Airbnb wins Vancouver privacy statement as court overturns host data release order
Vancouver housing activist Rohana Rezel has owned a bovine Airbnb and the city of Vancouver for years, and a BC Supreme Court ruling this week means there is no end in sight.
Rezel had filed freedom of information requests with the city in 2019, seeking information about short-term rental landlords. But the city and company resisted, saying it could harm property owners and leave them susceptible to violence and even stalking.
British Columbia’s Information and Privacy Commissioner partially agreed, but ordered the city to release information to Rezel, including “license numbers of individuals on the Airbnb platform, home addresses of all hosts in the city; and the license numbers associated with those addresses.”
Airbnb objected to the city’s release of the information and sought a judicial review in the BC Supreme Court last year.
This week, Judge Jasvinder Basran sided with the company and ordered the privacy commissioner to reconsider his decision and notify hosts whose information is at stake.
for Rezel, Airbnb hosts in Vancouver are “a select group of people to run a business in such secrecy.”
He said he wanted to find information on short-term rentals because people should be able to know if they’ve been evicted to make way for a Airbnband they should know if they live next door.

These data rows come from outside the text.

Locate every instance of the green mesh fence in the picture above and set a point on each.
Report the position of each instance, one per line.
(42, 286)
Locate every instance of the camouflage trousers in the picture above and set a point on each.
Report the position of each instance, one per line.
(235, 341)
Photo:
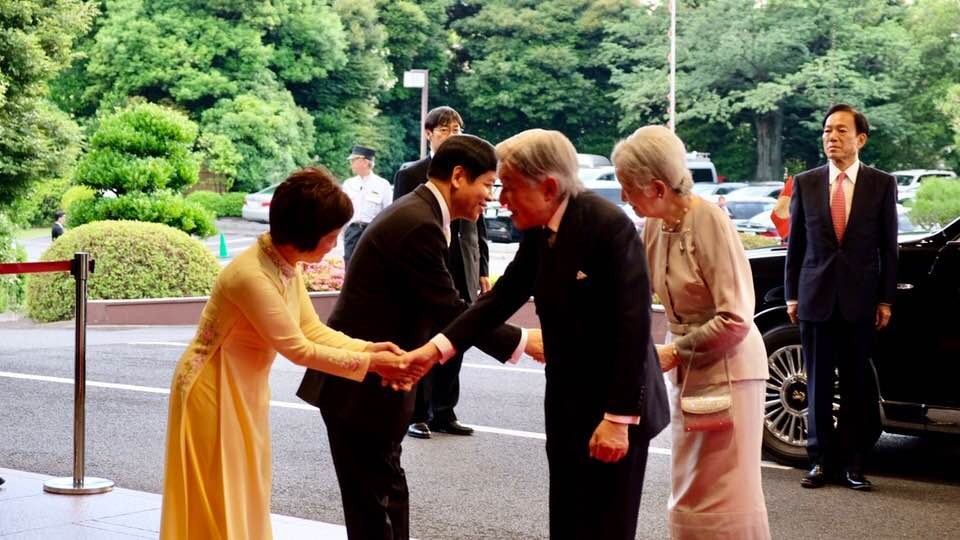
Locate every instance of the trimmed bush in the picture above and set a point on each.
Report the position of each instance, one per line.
(206, 199)
(12, 286)
(231, 204)
(133, 260)
(161, 207)
(144, 147)
(74, 194)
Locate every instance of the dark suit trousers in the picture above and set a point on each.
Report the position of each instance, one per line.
(438, 392)
(590, 499)
(845, 348)
(373, 486)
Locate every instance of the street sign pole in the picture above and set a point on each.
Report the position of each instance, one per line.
(420, 78)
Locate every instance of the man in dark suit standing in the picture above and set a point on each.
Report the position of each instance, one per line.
(840, 281)
(583, 262)
(398, 288)
(439, 391)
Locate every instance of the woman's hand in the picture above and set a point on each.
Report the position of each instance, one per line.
(668, 357)
(384, 346)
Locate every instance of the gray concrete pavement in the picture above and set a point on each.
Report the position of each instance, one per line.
(491, 485)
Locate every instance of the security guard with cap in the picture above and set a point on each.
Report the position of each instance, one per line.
(369, 194)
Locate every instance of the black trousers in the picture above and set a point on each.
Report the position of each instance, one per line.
(590, 499)
(373, 486)
(438, 392)
(841, 347)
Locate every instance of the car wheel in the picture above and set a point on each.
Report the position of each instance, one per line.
(785, 409)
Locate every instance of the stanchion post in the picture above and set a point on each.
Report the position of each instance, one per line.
(79, 484)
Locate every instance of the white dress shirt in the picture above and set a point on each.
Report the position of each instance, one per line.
(369, 194)
(848, 184)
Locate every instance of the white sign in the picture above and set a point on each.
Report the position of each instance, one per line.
(414, 78)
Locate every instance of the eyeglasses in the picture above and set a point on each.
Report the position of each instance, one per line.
(448, 130)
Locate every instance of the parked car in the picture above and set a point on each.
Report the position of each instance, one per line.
(915, 358)
(500, 227)
(908, 182)
(701, 168)
(712, 192)
(742, 209)
(758, 189)
(605, 173)
(256, 206)
(592, 161)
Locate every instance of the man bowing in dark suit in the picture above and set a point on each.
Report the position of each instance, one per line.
(398, 285)
(439, 391)
(583, 262)
(840, 281)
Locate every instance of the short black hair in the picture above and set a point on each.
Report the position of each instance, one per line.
(307, 206)
(474, 154)
(859, 119)
(441, 116)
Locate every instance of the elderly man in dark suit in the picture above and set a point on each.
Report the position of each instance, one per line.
(439, 391)
(841, 278)
(583, 262)
(399, 289)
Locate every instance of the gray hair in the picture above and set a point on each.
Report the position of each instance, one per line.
(539, 153)
(653, 152)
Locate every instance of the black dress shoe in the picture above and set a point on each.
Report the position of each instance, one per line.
(856, 481)
(419, 430)
(453, 427)
(815, 477)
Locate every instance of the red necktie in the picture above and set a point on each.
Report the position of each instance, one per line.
(838, 207)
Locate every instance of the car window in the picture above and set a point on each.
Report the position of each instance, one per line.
(747, 209)
(610, 194)
(702, 175)
(903, 179)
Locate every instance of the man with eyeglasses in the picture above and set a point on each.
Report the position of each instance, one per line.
(468, 261)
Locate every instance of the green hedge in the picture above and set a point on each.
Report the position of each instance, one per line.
(937, 202)
(161, 207)
(133, 260)
(12, 286)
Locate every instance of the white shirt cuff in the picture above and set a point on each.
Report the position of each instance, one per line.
(446, 348)
(447, 351)
(621, 419)
(518, 352)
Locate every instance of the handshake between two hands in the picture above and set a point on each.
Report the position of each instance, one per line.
(401, 369)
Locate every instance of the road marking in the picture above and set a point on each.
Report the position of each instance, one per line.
(306, 407)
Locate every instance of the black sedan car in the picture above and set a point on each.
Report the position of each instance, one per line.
(916, 359)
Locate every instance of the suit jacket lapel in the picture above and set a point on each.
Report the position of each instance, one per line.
(861, 193)
(565, 255)
(824, 203)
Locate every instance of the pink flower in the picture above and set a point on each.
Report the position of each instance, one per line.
(326, 275)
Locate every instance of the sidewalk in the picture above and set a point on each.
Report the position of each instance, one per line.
(29, 513)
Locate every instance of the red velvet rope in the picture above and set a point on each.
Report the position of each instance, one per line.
(36, 267)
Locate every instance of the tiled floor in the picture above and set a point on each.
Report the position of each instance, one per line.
(29, 513)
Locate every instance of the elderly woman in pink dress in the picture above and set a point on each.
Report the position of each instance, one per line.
(701, 274)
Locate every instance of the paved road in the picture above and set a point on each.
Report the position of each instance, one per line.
(491, 485)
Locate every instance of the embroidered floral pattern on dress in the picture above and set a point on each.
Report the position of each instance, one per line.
(287, 271)
(200, 349)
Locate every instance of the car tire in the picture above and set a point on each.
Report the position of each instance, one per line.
(785, 409)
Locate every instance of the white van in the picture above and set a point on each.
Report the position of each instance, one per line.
(701, 167)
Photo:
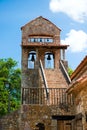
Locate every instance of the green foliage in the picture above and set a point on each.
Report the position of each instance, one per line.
(70, 71)
(9, 73)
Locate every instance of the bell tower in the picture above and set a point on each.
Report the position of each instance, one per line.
(42, 57)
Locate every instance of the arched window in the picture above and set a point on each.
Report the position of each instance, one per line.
(49, 60)
(31, 59)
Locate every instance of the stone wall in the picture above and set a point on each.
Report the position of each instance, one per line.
(30, 115)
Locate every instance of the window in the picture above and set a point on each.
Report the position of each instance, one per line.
(46, 40)
(49, 60)
(31, 59)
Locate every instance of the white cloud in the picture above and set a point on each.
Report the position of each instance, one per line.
(75, 9)
(77, 40)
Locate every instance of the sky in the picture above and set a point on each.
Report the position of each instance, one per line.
(69, 15)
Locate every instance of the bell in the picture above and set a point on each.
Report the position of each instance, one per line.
(48, 58)
(32, 58)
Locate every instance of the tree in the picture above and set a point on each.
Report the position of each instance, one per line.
(9, 97)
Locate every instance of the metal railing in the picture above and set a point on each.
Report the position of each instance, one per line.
(44, 78)
(56, 96)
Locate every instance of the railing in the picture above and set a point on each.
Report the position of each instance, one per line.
(57, 96)
(44, 78)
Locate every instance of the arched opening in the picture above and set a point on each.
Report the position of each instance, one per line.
(49, 60)
(31, 59)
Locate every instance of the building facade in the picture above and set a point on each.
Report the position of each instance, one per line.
(50, 99)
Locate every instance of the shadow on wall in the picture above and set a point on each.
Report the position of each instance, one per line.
(27, 127)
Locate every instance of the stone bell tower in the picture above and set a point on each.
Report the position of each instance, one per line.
(42, 56)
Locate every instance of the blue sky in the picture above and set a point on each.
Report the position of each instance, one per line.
(69, 15)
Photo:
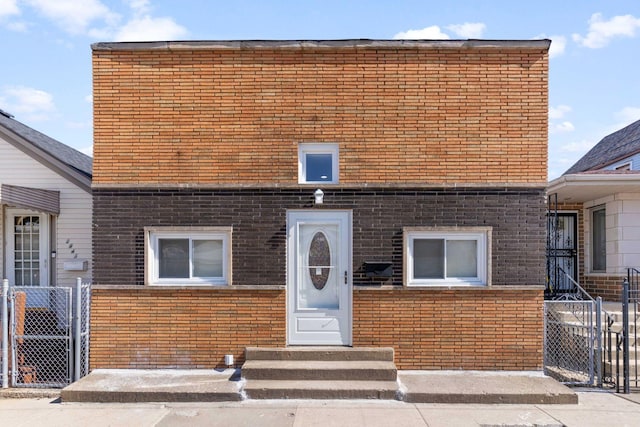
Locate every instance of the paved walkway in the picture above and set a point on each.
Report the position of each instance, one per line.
(595, 408)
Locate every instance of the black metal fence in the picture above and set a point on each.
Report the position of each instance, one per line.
(45, 335)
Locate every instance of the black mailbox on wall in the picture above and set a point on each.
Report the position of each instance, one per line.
(378, 269)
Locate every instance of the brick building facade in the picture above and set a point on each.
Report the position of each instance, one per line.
(433, 168)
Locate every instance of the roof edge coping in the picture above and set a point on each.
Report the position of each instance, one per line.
(323, 44)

“I have helped many people who were evicted from their homes to make room for Airbnb and often people don’t even know that the reason they got evicted is because of AirbnbRezel said in an interview on Thursday.
“People suspect that, but they have no way of knowing for sure and they would come to me and (must) use indirect means to find out.”
Rezel said the City of Vancouver’s reluctance to release information about landlords and their short-term rentals makes it difficult to prove a wrongful eviction.
“Now imagine if this data was publicly available,” he said. “If you then get an eviction notice, three months later you can look this up and you see well, they evicted me, but then they applied for a permit.”
Airbnb won his case this week to reconsider Rezel’s request, but the activist was not involved in the case and identified only as a “John Doe Requester.”
He said the company had claimed costs related to the judicial review, which he would not have been able to cover if he had participated.
An affidavit submitted to the privacy commissioner by the city had described social media posts that were “obscene, aggressive and threatening” towards short-term rental operators, demonstrating the potential harm of releasing the information.
According to the judge’s decision, the privacy commissioner has since erroneously classified home addresses as business information rather than personal information Airbnb hosts run home businesses in their main residence.
The privacy commissioner’s finding that license numbers “are personal information, but primary residence addresses are not, is confusing,” Basran wrote.
“The latter has a much closer connection to the personal lives and details of the hosts. (License for short term) numbers, primary residence addresses of landlords and the recognized ability of anyone to find the names of individual landlords, in itself constitute disclosure of a wide variety of personal information,” the ruling read. “Additionally, it would allow the discovery of a wealth of personal information.”
Rezel said he was disappointed by the ruling, meaning he will have to wait even longer to see if he can access information about short-term rentals in Vancouver in the midst of a housing crisis.
“I’m a firm believer that you can’t have one group of compliant companies and then another group of companies that can operate in secrecy,” he said. “It’s almost like it’s a two-tiered system.”
Airbnb did not immediately respond to a request for comment on the court’s ruling.